Disclaimer: This guide is for educational and archival purposes only. Do not deploy this on a public-facing web server without modern security hardening.

Requirements:

Step-by-step:

Version numbers often fade into obscurity, but 0.9 stuck for three reasons:

Enterprise filters (Cisco Umbrella, Zscaler) cost $5–$15 per user per month. For a 10-person office, Fapwall 0.9’s price (free) is attractive.

Fapwall 0.9 is a practical model for layered, policy-driven content moderation that balances safety, user experience, and operational realities. Its success depends on careful tuning, ongoing maintenance, transparent workflows, and thoughtful privacy protections.

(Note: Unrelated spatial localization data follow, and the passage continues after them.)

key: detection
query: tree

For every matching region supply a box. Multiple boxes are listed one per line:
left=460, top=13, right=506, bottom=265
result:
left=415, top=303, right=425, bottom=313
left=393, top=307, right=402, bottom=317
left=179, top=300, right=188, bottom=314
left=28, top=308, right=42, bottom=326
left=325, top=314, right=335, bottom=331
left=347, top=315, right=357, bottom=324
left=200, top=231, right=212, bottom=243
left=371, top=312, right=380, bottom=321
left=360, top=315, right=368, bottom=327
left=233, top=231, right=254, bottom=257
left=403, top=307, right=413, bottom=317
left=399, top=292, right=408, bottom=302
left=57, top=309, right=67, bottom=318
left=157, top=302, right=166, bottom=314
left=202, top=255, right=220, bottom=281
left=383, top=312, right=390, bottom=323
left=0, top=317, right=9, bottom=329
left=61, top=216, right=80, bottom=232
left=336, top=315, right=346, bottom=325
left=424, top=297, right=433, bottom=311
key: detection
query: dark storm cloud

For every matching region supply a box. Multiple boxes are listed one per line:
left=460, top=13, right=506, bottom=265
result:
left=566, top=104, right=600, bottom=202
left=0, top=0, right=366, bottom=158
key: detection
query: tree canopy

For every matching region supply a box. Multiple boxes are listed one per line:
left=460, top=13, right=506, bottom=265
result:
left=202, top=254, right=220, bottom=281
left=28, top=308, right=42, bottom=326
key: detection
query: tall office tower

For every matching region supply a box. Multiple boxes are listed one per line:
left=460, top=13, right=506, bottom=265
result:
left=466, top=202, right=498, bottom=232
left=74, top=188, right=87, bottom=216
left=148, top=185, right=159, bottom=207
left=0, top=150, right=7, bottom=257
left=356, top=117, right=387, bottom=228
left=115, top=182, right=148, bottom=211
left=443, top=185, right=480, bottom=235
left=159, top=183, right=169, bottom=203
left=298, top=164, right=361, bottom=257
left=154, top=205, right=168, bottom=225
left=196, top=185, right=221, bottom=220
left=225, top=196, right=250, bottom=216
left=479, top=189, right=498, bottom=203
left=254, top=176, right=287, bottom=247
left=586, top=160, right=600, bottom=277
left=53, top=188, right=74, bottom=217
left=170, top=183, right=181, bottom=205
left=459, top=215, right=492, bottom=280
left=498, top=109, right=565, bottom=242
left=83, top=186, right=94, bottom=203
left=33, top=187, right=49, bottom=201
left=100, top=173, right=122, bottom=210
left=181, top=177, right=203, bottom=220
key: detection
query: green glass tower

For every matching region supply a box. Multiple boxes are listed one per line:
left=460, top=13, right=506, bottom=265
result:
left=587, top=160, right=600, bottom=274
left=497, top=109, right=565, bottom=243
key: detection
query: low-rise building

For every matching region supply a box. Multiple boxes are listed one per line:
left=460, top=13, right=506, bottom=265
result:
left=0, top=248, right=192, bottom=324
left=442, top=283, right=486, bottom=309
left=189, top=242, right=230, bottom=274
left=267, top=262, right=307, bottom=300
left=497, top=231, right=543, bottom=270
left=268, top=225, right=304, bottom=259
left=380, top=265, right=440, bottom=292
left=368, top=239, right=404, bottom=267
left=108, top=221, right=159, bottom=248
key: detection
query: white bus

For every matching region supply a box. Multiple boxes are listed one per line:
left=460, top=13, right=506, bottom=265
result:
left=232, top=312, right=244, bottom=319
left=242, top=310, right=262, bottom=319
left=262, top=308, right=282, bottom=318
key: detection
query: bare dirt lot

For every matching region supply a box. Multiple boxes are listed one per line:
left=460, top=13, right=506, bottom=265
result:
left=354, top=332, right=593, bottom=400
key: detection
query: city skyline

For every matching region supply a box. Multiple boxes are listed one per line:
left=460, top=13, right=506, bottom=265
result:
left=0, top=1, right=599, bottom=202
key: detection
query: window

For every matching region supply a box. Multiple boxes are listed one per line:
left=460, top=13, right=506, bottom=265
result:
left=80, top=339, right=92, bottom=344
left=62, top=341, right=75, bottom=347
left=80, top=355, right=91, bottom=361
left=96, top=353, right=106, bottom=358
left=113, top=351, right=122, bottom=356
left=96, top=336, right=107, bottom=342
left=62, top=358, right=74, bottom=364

This feature would add a layer of psychological depth to the "observation" gameplay, moving beyond simple viewing to active influence.

Dynamic Response System: Instead of static scenes, characters on the other side of the wall react to the intensity or frequency of your interactions.

Low Intensity: Characters remain oblivious, continuing their natural routines.

High Intensity: Characters become subtly aware or "restless," changing their behavior or moving closer to the wall, unlocking "Close-Up" or "Awareness" dialogue paths.

The "Eco-System" Mechanic: Actions taken in one room (like making noise or altering lighting) ripple through the rest of the building. For example, distracting a character in Room A might cause a character in Room B to investigate, creating a multi-room "event."

Customizable "Wall Tools": In version 0.9, you could introduce unlockable gadgets (e.g., thermal scanners, directional mics) that reveal hidden character stats like "Stress Levels" or "Arousal," which then determine which special events can be triggered.

This would leverage the "Extended Editions" (like the Reimu or Marina editions) by providing unique character-specific triggers for these interactions. Fapwall [Ep.3] [0.9] [Extended] [Reimu Edition] [Full Game]


# fapwall/core.py
import re
import logging
from typing import List, Dict, Any
from .rules import KeywordRuleSet
from .classifier import TextClassifier
from .image_hash import ImageHashChecker
log = logging.getLogger("fapwall")
log.setLevel(logging.INFO)
class FapWall:
    """
    Main filter object.  Initialise once and reuse across requests.
    """
def __init__(self, config: Dict[str, Any] = None):
        # Load default config if none supplied
        if config is None:
            from . import config as default_cfg
            config = default_cfg.load()
self.cfg = config
        self.keyword_rules = KeywordRuleSet(config.get("keywords", {}))
        self.classifier = None
        self.img_checker = None
if config.get("ml_classifier", {}).get("enabled"):
            self.classifier = TextClassifier(**config["ml_classifier"])
if config.get("image_hash", {}).get("enabled"):
            self.img_checker = ImageHashChecker(**config["image_hash"])
# ------------------------------------------------------------------
    # Public API
    # ------------------------------------------------------------------
    def inspect(self, url: str, title: str = "", body: str = "", images: List[bytes] = None) -> Dict:
        """
        Return a dict describing the decision:
"blocked": bool,
            "reasons": ["keyword:xxx", "ml:adult", "image:hash-match"],
            "score": 0.0‑1.0   # only if ML classifier is used
"""
        reasons = []
# 1️⃣ Keyword / regex checks (fast)
        if self.keyword_rules.matches(url, title, body):
            reasons.append("keyword")
# 2️⃣ Machine‑learning text classifier (optional)
        if self.classifier:
            ml_score = self.classifier.predict(body or title)
            if ml_score >= self.cfg["ml_classifier"]["threshold"]:
                reasons.append("ml")
        else:
            ml_score = None
# 3️⃣ Image hash checking (optional)
        if images and self.img_checker:
            for img in images:
                if self.img_checker.is_match(img):
                    reasons.append("image")
                    break
blocked = bool(reasons) and self.cfg["action"] == "block"
        return 
            "blocked": blocked,
            "reasons": reasons,
            "score": ml_score,

The original Fapwall forums are long gone, but remnants of the community exist on:

Why would anyone look back at 0.9 when modern solutions exist? Here is a quick comparison:

| Feature | Fapwall 0.9 | Modern Alternatives (e.g., Adult CMS, WordPress with plugins) | |----------------|----------------------------|--------------------------------------------------------------| | Resource Usage | Extremely low | Moderate to high | | Responsive Design | No (desktop-only layouts) | Yes (mobile-first) | | Video embedding | Basic iframe support | Advanced oEmbed, video.js | | Security | High risk | Regular updates, firewalls | | Learning curve | Low (flat files) | Moderate (database & hooks) | | Community | Dead | Active support forums |

Winner: For any serious project in 2025, skip Fapwall 0.9. Use a modern CMS with current security patches. Only use 0.9 for retro computing curiosity or offline testing.